我們的儲層被表示為一個由32,000個單元(Cells)組成的三維網格(Three-Dimensional Grid)。儲層包含兩種類型的岩石:一種是滲透率較低的泥岩相(Mud Facies),滲透率為20毫達西(Millidarcies);另一種是滲透率較高的砂岩相(Sand Facies),滲透率為2000毫達西。模擬包括六口油井(Oil Production Wells)和兩口注水井(Water Injection Wells)。每口井以固定的井底壓力(Bottomhole Pressure)運行,注水井為330巴(Bars),生產井為210巴。儲層採用無流邊界條件(No-Flow Boundary Conditions)進行建模。

Our reservoir is represented as a three-dimensional grid consisting of 32,000 cells. The reservoir comprises two types of rock: a mud facies with lower permeability of 20 millidarcies and a much more permeable sand facies of 2000 millidarcies. The simulation includes six oil production wells and two water injection wells. Each well operates at a constant bottomhole pressure, with 330 bars for the injection wells and 210 bars for the production wells. The reservoir is modeled with no-flow boundary conditions.

本研究的主要目標是預測儲層在給定時間段內的壓力和水飽和度(Water Saturation)的演變。模擬涵蓋總共51個時間步(Time Steps),每個時間步代表30天的間隔(30-Day Interval)。該模型使用相對較小的數據集進行訓練,僅包含600個案例(Cases),這對建模複雜儲層構成了一定的挑戰。然而,本研究還旨在測試物理資訊神經算子模型(Physics-Informed Neural Operator Model)在有限數據下捕捉參數間複雜交互(Complex Interactions)的能力。

The primary objective of this study is to predict the evolution of pressure and water saturation in the reservoir over a given time period. The simulation covers a total of 51 time steps, each representing a 30-day interval. The model uses a relatively small dataset of 600 cases for training, which poses a challenge for modeling complex reservoirs. However, this study also aims to test the capabilities of the physics-informed neural operator model in capturing complex interactions between parameters with a limited amount of data.

PINO 模型的順序性質(Sequential Nature)對於大規模儲層模擬(Large-Scale Reservoir Simulation)尤其有利,因為它通過將計算分解為可管理的步驟(Manageable Steps),顯著降低了記憶體需求(Memory Requirements)。這使得即使在計算資源有限的情況下,處理複雜儲層問題也變得可行。我們方法的主要目標是基於時間 T-1 的可用數據,預測時間 T 的條件。具體來說,我們的模型旨在使用時間 T-1 的壓力和飽和度數據,預測時間 T 的壓力和飽和度。
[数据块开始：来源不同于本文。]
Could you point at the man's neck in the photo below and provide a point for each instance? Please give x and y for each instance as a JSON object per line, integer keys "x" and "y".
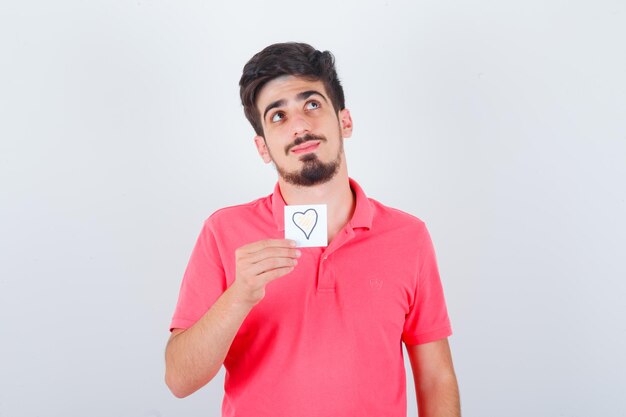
{"x": 336, "y": 194}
The sequential nature of the PINO model is particularly advantageous for large-scale reservoir simulation, as it significantly reduces memory requirements by breaking down computations into manageable steps. This makes it feasible to handle complex reservoir problems even with limited computational resources. The primary goal of our approach is to predict conditions at time T based on available data at time T-1. Specifically, our model aims to predict pressure and saturation at time T using pressure and saturation data from time T-1.

為了實現這一目標,我們首先計算油和水的通量(Oil and Water Flux),然後在時間層(Time Layer)中準備數據,模擬時間跨度為四個月(Four Months)。PINO 模型的輸入變量包括滲透率場(Permeability Field)、孔隙度(Porosity)、總流量(Total Flow Rates)、水流量(Water Flow Rates)、壓力(Pressure)、飽和度(Saturation)、時間步長(Time Step)等。為了預測時間 T 的壓力和飽和度,我們使用來自時間 T-1 的這些輸入變量。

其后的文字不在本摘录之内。